Later, we learn through psychiatrist appointments that the girls’ captor is Kevin, a young man with a past filled with childhood trauma that is the root for his Dissociative Identity Disorder (previously known as multiple personality disorder). Kevin has 23 different identities, with the dominant identity being Barry; however, recently other “repressed” identities have been taking him over. The girls meet these repressed identities, including Dennis, Miss Patricia, and 9-year-old Hedwig, all of whom tell the girls that they are special food for “The Beast,” a mysterious previously unknown 24th identity.

Overall, the film is ripe with instances of style for style’s sake, and its story feels very clunky: Casey has several intermittent flashbacks, revealing her to also have sustained serious childhood trauma and have learned how to hunt wild game, a skill that comes in handy in her current situation. Meanwhile, the other two girls attempt a few harried escapes only to be quickly foiled, while Casey takes a more cautious approach. The captive/escape plot is unsurprising and familiar. Cliché and heavy reliance on unnecessary exposition undermine any real sense of suspense. The ‘mental illness as horrific’ trope is initially uninteresting and uncomfortable, and the story is heavy-handed and prescriptive, hinging upon Kevin’s psychiatrist’s, Dr. Fletcher’s (Betty Buckley), belief that people with DID can, somewhat supernaturally, change completely in physicality with each different identity- a literal manifestation of mind over matter. Moreover, most of the characters are superficial and boring. The captives, aside from Casey, are given no depth, acting purely as means of raising the stakes for Casey’s escape. 

McAvoy’s performance, however, lifted the entire film. He was excellent, truly selling the character and making each identity special and believable, even occasionally transforming between identities from line to line, his entire face seeming to shift in structure. The audience spends quite a bit of time with Kevin, getting a tiny window into his perspective and world. Each of his personas are more interesting than any other character; in fact, I was somewhat disappointed that we don’t meet more of the 23.

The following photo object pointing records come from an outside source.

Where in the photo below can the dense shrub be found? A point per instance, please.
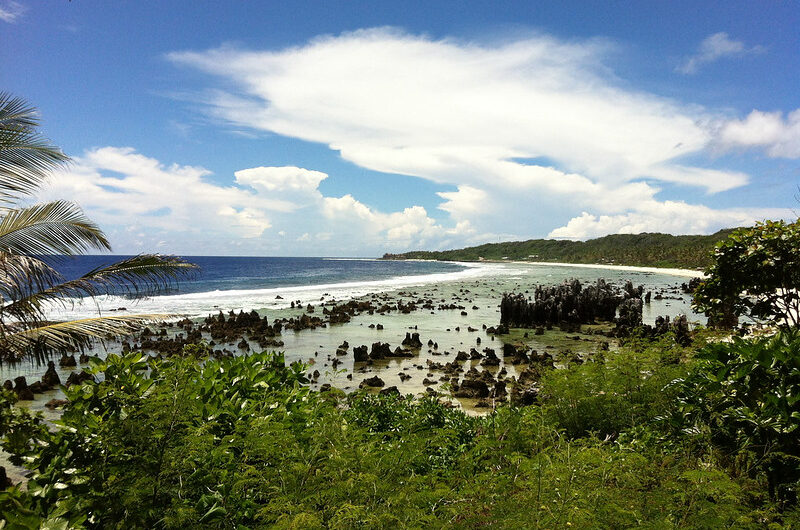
(755, 273)
(188, 443)
(743, 398)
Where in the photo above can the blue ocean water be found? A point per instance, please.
(225, 273)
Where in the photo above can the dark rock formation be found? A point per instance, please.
(360, 354)
(569, 302)
(412, 341)
(50, 377)
(375, 382)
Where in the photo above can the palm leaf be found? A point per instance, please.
(26, 157)
(20, 276)
(18, 342)
(139, 276)
(58, 227)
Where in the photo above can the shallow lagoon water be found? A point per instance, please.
(478, 285)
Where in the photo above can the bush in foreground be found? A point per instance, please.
(243, 443)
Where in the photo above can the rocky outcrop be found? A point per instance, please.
(570, 302)
(50, 377)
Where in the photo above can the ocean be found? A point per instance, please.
(232, 283)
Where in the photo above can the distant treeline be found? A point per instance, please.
(644, 250)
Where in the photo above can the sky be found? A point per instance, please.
(357, 128)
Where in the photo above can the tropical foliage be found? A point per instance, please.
(243, 443)
(744, 398)
(29, 284)
(755, 273)
(647, 250)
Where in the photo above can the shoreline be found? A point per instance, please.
(688, 273)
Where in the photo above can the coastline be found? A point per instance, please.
(688, 273)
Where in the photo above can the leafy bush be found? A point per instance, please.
(744, 398)
(755, 273)
(243, 443)
(608, 397)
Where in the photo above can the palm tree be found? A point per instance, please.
(29, 285)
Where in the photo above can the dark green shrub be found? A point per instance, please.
(744, 398)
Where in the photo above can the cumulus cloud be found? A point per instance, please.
(454, 112)
(713, 48)
(779, 136)
(528, 132)
(146, 205)
(11, 11)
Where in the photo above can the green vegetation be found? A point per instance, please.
(755, 273)
(653, 435)
(644, 250)
(27, 233)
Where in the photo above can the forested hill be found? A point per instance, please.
(651, 250)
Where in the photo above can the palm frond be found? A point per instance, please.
(58, 227)
(26, 157)
(20, 276)
(38, 343)
(139, 276)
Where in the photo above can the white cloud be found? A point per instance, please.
(281, 178)
(460, 113)
(145, 204)
(529, 132)
(11, 11)
(778, 136)
(464, 202)
(713, 48)
(397, 229)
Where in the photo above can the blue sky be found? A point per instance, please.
(356, 128)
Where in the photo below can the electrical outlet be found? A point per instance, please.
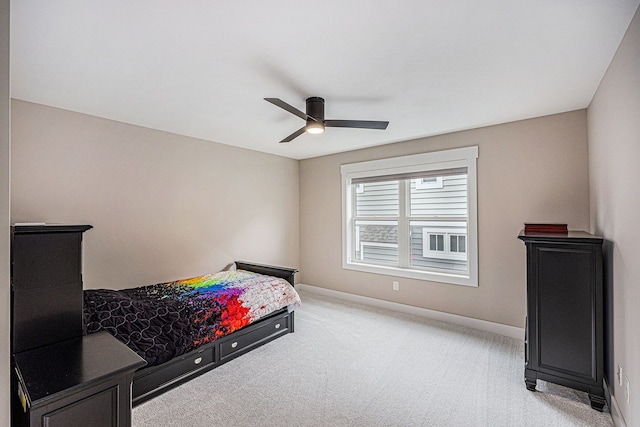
(626, 389)
(619, 374)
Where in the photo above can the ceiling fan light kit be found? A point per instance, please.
(316, 122)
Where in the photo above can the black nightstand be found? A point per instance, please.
(84, 381)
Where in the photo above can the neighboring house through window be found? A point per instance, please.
(413, 216)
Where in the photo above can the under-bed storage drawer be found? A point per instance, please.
(240, 343)
(173, 371)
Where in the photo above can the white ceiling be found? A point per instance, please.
(202, 68)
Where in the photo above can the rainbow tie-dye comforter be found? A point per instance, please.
(162, 321)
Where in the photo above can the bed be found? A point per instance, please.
(187, 327)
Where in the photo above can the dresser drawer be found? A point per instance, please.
(239, 343)
(173, 371)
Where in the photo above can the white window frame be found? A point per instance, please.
(447, 159)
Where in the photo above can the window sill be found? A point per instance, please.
(432, 276)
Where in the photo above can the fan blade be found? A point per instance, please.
(294, 135)
(293, 110)
(360, 124)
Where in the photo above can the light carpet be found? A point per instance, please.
(353, 365)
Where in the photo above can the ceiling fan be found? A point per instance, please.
(316, 121)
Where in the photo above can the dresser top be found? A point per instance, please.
(63, 366)
(573, 236)
(49, 228)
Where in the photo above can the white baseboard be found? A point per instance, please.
(618, 421)
(482, 325)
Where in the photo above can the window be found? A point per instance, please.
(413, 216)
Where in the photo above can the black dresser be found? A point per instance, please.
(564, 328)
(60, 377)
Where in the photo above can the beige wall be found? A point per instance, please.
(528, 171)
(614, 154)
(5, 108)
(163, 206)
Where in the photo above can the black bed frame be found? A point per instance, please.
(152, 381)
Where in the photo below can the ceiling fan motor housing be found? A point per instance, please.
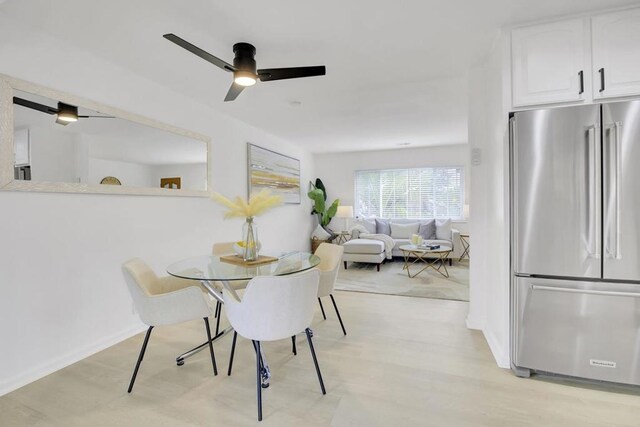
(244, 59)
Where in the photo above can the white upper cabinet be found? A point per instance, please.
(616, 54)
(548, 63)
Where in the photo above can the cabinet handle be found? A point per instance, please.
(581, 75)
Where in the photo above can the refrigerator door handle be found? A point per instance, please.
(618, 172)
(593, 246)
(585, 291)
(615, 182)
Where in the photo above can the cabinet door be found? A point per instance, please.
(616, 54)
(548, 63)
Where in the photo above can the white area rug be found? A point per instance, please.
(393, 280)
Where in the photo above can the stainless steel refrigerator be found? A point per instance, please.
(575, 224)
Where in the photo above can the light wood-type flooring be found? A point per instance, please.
(405, 362)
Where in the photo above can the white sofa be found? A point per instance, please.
(453, 241)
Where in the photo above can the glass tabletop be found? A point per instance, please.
(414, 248)
(210, 267)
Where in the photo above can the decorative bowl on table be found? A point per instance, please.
(238, 247)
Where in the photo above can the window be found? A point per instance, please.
(410, 193)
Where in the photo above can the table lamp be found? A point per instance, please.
(345, 212)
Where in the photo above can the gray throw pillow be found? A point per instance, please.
(383, 227)
(428, 229)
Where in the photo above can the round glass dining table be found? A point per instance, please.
(209, 269)
(213, 268)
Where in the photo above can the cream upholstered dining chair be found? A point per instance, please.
(330, 256)
(274, 308)
(219, 249)
(165, 301)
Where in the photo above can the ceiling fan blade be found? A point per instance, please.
(62, 122)
(201, 53)
(34, 105)
(234, 91)
(290, 73)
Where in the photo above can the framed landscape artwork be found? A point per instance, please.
(275, 171)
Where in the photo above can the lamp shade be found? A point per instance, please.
(344, 212)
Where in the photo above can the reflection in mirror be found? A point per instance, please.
(57, 142)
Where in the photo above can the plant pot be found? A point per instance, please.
(315, 242)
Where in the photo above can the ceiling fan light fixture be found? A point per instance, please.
(67, 113)
(244, 78)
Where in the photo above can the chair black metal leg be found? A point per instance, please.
(142, 350)
(315, 360)
(218, 321)
(213, 356)
(233, 351)
(338, 313)
(322, 308)
(258, 378)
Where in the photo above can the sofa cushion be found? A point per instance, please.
(363, 246)
(403, 231)
(428, 229)
(443, 229)
(382, 226)
(400, 242)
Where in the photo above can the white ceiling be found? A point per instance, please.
(396, 71)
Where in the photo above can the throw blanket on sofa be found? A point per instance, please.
(359, 232)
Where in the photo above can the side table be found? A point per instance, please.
(342, 237)
(466, 246)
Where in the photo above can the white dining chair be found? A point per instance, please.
(220, 249)
(165, 301)
(274, 308)
(330, 256)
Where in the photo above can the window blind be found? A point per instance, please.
(435, 192)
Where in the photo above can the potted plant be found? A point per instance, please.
(319, 196)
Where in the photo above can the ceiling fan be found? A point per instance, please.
(244, 66)
(65, 113)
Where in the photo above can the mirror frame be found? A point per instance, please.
(8, 183)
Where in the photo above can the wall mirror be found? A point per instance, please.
(51, 141)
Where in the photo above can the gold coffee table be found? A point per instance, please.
(433, 258)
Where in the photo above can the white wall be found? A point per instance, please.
(52, 155)
(489, 219)
(337, 170)
(129, 174)
(63, 295)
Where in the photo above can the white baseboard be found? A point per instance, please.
(499, 353)
(63, 361)
(474, 323)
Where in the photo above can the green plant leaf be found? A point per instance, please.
(330, 213)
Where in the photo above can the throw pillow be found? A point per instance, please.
(404, 231)
(382, 227)
(428, 229)
(443, 229)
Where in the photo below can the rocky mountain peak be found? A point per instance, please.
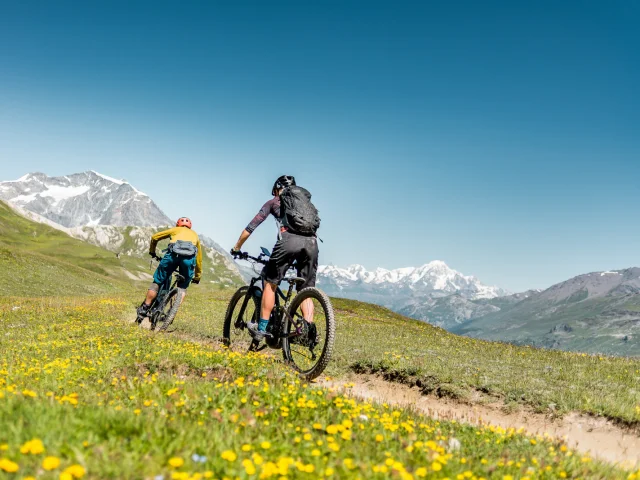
(83, 199)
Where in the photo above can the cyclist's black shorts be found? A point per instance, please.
(304, 250)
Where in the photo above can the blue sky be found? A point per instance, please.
(500, 137)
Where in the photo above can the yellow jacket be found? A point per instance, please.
(180, 233)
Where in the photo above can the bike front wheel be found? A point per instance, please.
(244, 307)
(310, 331)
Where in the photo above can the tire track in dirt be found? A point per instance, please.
(598, 437)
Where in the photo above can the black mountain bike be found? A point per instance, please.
(165, 307)
(303, 326)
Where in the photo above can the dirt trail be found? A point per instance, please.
(596, 436)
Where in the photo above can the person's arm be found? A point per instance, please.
(255, 223)
(243, 238)
(157, 237)
(198, 274)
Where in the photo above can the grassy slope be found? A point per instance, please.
(39, 260)
(80, 346)
(597, 325)
(97, 395)
(375, 340)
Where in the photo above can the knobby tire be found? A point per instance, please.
(327, 349)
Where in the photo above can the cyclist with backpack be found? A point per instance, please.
(184, 254)
(297, 220)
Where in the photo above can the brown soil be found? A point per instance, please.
(596, 436)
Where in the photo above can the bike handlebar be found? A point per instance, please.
(246, 256)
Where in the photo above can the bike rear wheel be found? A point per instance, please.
(167, 311)
(308, 355)
(234, 332)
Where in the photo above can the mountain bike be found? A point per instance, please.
(303, 327)
(165, 306)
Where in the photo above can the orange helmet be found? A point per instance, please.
(183, 222)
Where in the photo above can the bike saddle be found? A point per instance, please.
(295, 279)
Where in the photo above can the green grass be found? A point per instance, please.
(98, 395)
(127, 419)
(372, 339)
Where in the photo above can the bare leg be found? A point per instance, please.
(152, 293)
(181, 294)
(268, 300)
(308, 310)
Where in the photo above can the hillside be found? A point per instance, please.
(595, 312)
(87, 394)
(184, 407)
(41, 260)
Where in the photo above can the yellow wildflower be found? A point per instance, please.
(76, 471)
(50, 463)
(229, 455)
(8, 466)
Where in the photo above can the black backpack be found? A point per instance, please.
(298, 213)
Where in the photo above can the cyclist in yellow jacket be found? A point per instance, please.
(183, 254)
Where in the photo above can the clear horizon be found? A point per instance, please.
(500, 139)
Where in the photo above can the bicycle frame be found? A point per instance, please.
(277, 315)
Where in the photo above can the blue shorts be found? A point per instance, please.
(186, 266)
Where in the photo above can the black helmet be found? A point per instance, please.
(282, 182)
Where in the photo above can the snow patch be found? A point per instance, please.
(111, 179)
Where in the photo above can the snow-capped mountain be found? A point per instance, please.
(433, 292)
(106, 212)
(434, 277)
(83, 199)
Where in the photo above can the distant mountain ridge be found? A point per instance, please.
(105, 212)
(594, 312)
(84, 199)
(433, 292)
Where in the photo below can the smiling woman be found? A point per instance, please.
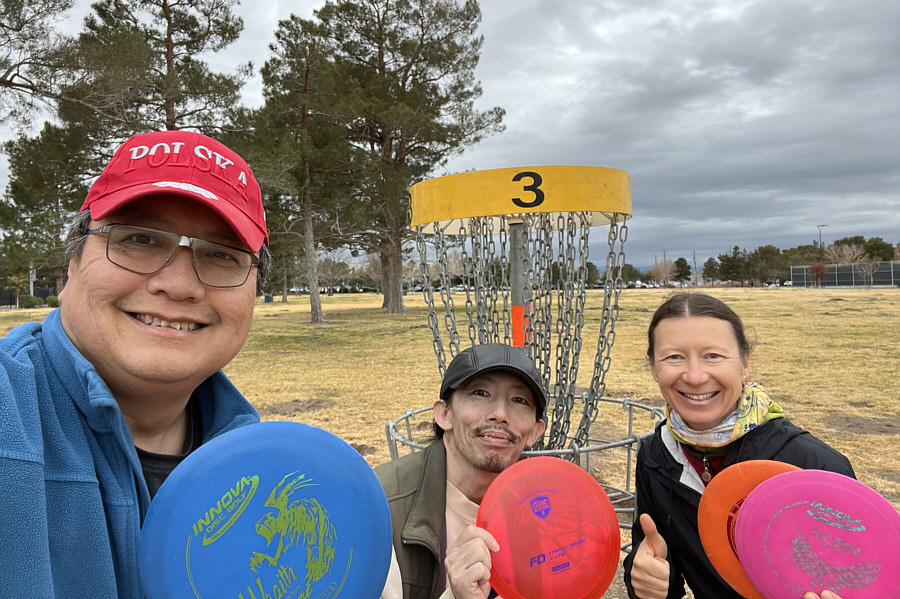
(715, 417)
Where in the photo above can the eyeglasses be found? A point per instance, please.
(146, 251)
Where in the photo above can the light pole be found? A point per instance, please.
(820, 235)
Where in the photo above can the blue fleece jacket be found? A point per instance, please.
(72, 493)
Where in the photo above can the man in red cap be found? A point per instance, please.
(101, 400)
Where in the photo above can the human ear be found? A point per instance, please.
(536, 432)
(441, 412)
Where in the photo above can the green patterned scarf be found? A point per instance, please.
(754, 408)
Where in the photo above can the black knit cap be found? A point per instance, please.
(488, 357)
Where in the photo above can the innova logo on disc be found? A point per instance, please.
(282, 548)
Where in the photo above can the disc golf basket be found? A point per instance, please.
(504, 255)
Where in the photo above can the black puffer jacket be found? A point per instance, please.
(673, 505)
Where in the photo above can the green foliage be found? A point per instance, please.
(854, 240)
(878, 249)
(734, 266)
(407, 71)
(143, 66)
(30, 67)
(46, 188)
(767, 263)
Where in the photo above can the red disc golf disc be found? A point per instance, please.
(812, 530)
(718, 513)
(557, 530)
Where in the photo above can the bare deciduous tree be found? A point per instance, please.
(867, 267)
(844, 253)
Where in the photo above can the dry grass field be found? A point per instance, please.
(829, 357)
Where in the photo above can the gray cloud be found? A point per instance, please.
(741, 122)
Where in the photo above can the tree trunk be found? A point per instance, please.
(385, 260)
(312, 264)
(393, 278)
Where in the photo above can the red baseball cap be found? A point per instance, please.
(186, 164)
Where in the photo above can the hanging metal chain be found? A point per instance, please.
(615, 261)
(469, 273)
(503, 284)
(428, 292)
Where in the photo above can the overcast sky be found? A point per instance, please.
(740, 122)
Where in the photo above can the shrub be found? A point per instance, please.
(29, 301)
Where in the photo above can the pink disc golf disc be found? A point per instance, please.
(812, 530)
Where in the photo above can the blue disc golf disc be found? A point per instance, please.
(275, 510)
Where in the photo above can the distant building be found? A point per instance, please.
(884, 274)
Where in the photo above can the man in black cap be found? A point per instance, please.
(491, 408)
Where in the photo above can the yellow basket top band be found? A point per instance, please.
(605, 193)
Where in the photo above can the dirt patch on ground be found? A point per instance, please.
(295, 407)
(863, 425)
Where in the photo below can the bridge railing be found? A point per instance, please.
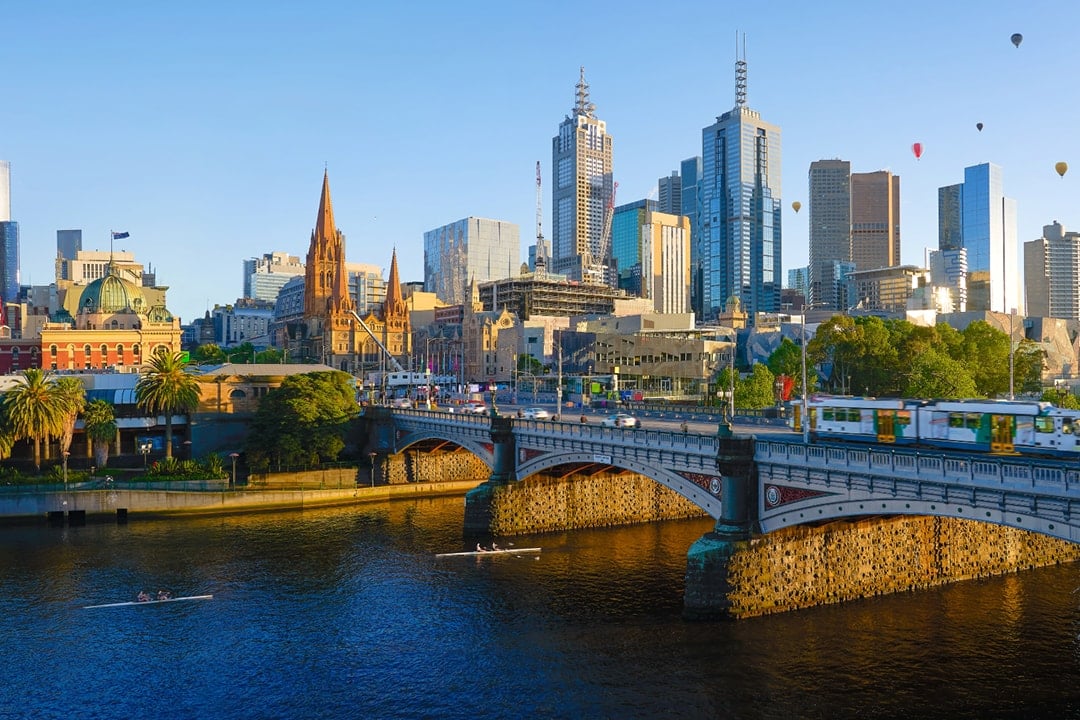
(1057, 476)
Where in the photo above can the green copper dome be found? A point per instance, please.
(111, 294)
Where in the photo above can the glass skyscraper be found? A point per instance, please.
(977, 217)
(471, 249)
(738, 233)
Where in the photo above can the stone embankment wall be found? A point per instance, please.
(544, 504)
(806, 567)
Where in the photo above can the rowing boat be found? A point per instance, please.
(509, 551)
(123, 605)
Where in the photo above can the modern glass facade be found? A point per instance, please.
(987, 231)
(471, 249)
(739, 225)
(9, 261)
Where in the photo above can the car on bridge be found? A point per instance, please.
(621, 420)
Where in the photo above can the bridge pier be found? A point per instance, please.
(707, 584)
(478, 500)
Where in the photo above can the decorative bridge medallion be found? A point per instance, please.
(777, 494)
(710, 483)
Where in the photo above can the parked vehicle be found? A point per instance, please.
(621, 420)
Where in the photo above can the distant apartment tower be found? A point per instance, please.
(670, 194)
(473, 248)
(1052, 273)
(68, 244)
(854, 217)
(265, 276)
(581, 189)
(875, 220)
(665, 261)
(626, 228)
(829, 212)
(976, 216)
(738, 248)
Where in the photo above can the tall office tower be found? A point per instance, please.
(9, 261)
(626, 226)
(266, 275)
(829, 209)
(474, 248)
(670, 198)
(68, 243)
(977, 217)
(4, 190)
(1052, 273)
(739, 226)
(581, 190)
(798, 279)
(875, 219)
(665, 261)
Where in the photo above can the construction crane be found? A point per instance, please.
(597, 269)
(541, 257)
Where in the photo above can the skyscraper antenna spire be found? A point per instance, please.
(741, 73)
(582, 106)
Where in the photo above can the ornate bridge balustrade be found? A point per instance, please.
(808, 484)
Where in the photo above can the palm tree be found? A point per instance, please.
(72, 395)
(35, 409)
(100, 423)
(166, 388)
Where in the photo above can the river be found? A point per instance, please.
(346, 613)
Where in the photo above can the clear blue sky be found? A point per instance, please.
(202, 127)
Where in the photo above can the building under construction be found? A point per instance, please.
(526, 296)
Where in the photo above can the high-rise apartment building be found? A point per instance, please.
(1052, 273)
(266, 275)
(473, 248)
(976, 216)
(581, 190)
(4, 191)
(829, 211)
(68, 244)
(738, 250)
(670, 194)
(875, 220)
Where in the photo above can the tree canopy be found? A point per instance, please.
(304, 421)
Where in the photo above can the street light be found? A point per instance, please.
(144, 449)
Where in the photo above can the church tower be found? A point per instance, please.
(327, 306)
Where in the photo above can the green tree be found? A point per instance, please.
(208, 354)
(757, 390)
(72, 395)
(35, 409)
(166, 388)
(304, 421)
(933, 374)
(98, 419)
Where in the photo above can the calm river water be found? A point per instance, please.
(345, 613)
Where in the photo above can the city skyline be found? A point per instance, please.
(206, 149)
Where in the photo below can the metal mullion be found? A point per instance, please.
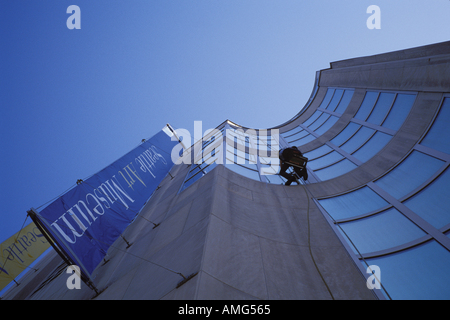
(412, 216)
(374, 126)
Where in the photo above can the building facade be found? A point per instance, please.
(371, 222)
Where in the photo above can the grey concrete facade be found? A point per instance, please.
(245, 239)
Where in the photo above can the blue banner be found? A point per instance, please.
(86, 220)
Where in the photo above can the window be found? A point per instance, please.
(433, 202)
(336, 99)
(381, 231)
(357, 140)
(327, 125)
(325, 160)
(438, 136)
(244, 171)
(335, 170)
(373, 146)
(353, 204)
(316, 153)
(346, 134)
(415, 170)
(348, 94)
(367, 105)
(400, 110)
(382, 107)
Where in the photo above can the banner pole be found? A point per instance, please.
(34, 216)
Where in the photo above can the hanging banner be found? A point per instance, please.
(19, 251)
(86, 220)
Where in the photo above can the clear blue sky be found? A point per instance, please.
(73, 101)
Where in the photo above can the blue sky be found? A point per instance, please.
(74, 101)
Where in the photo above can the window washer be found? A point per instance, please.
(292, 156)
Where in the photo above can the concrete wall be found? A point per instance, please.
(245, 239)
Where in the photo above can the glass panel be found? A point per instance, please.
(345, 101)
(372, 147)
(417, 273)
(367, 105)
(410, 174)
(399, 111)
(275, 179)
(243, 171)
(327, 99)
(325, 160)
(345, 134)
(311, 119)
(381, 231)
(298, 135)
(291, 132)
(318, 152)
(381, 108)
(319, 121)
(327, 125)
(357, 140)
(302, 141)
(335, 170)
(433, 202)
(336, 98)
(438, 136)
(353, 204)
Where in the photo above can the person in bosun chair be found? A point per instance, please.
(288, 156)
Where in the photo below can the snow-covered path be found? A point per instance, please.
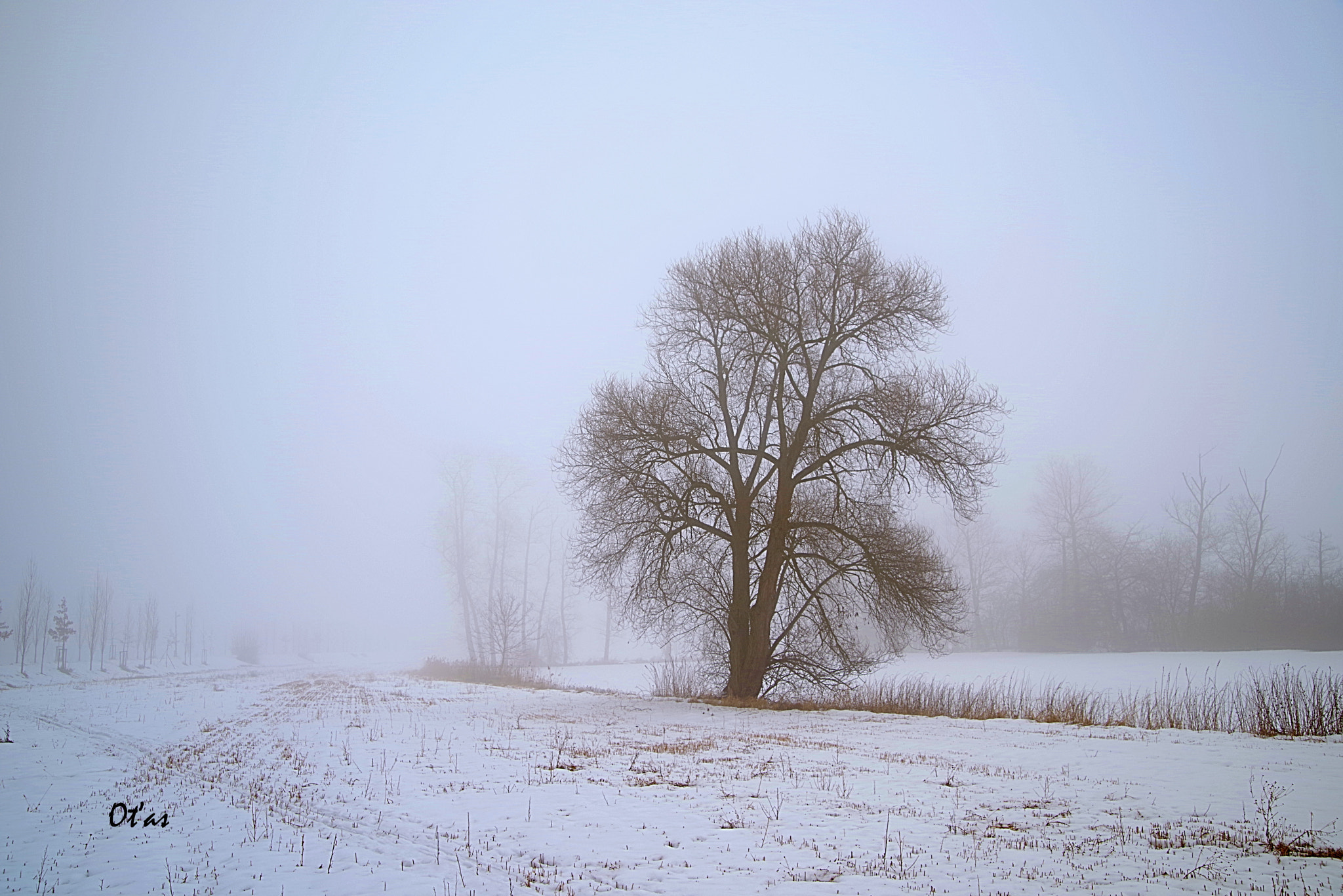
(284, 782)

There are a couple of good twists in the film (Shyamalan does have a reputation to uphold, after all). The first one is good and truly surprising, while the last major twist serves as just another schlocky way to further hammer in the aforementioned message and mask an otherwise dull ending. All of this leaves Split having the ingredients for a thought-provoking horror flick or psychological thriller, but never quite gelling into something great.